Regulators Under Fire Stakeholders at the convergence also accused Nigerian regulators of weak enforcement and poor oversight.

Against the backdrop of the foregoing, the Nigerian Upstream Petroleum Regulatory Commission and the Nigerian Midstream and Downstream Petroleum Regulatory Authority faced criticism over alleged failures to compel operators to properly decommission obsolete facilities.

Participants further questioned the transparency of Decommissioning and Abandonment (D&A) funds, financial provisions oil companies are expected to maintain for the safe closure of oil infrastructure.

Stakeholders called for stricter legal safeguards to ensure the funds are adequately financed, publicly transparent, and protected from misuse.

Although the House of Representatives has initiated investigations into abandoned wells and oil spills on several occasions, environmental advocates say there has been little visible progress toward systematic cleanup and enforcement.

The UNEP Warning That Still Echoes

Concerns over environmental devastation in the Niger Delta are not new.
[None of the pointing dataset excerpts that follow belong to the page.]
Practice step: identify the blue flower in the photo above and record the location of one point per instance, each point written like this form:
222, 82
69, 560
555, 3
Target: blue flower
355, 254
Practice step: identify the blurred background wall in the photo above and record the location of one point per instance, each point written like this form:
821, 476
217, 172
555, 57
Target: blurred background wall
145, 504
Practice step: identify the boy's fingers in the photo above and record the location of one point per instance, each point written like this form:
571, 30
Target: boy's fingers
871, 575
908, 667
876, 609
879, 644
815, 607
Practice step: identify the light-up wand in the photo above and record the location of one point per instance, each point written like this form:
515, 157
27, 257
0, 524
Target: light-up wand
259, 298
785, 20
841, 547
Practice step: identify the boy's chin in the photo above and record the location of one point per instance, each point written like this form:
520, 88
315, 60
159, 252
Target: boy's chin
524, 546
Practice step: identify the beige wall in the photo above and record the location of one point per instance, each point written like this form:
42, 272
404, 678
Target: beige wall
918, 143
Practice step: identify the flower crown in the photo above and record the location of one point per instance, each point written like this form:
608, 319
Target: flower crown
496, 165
In 2011, the United Nations Environment Programme (UNEP), released its landmark assessment of Ogoniland, documenting severe hydrocarbon contamination in soil and groundwater.

The report recommended emergency measures and a long-term remediation programme expected to last decades.
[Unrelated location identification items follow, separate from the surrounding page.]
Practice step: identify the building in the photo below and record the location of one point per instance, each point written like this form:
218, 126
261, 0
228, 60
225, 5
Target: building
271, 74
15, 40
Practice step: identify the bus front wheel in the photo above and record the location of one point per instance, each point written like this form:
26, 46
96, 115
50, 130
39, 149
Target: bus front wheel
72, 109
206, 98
More than a decade later, implementation has faced criticism over delays and limited progress. The Hydrocarbon Pollution Remediation Project (HYPREP), established to oversee cleanup efforts, has repeatedly faced scrutiny regarding pace, transparency, and community engagement.

For many stakeholders in the Niger Delta, the slow implementation of the UNEP recommendations has become symbolic of a broader pattern of environmental neglect.

The Human Cost of Neglect

Beyond environmental statistics lies a deepening humanitarian crisis. A 2025 peer-reviewed study published through PubMed found that chronic oil pollution in the Niger Delta continues to affect food systems, livelihoods, physical health, and mental wellbeing.

Researchers warned that prolonged exposure to oil-related contaminants may contribute to systemic health complications and heightened psychological distress in impacted communities.

For residents living near polluted creeks and abandoned facilities, the crisis is not abstract. It shapes daily survival.

Communities that sit atop the natural resources sustaining Nigeria’s economy remain among the country’s most environmentally vulnerable and economically marginalised populations.

The Clock Is Running More than sixty years after oil transformed Nigeria into a major petroleum-producing nation, the Niger Delta remains trapped in a cycle of extraction, pollution, and weak accountability.

The wells are still leaking. Some fires are still burning. Ageing infrastructure remains scattered across communities, even as major oil companies continue to exit the region.

But pressure for accountability is growing. Environmental groups, traditional rulers, civil society organisations, and affected communities are demanding that abandoned oil infrastructure be treated not as forgotten relics of industrial activity, but as urgent threats requiring immediate action.

Their demand is simple: clean up the damage, enforce the law, and ensure that the burden of environmental destruction is no longer left for local communities to bear alone.

Every abandoned well, they insist, is a crime scene. And time is running out.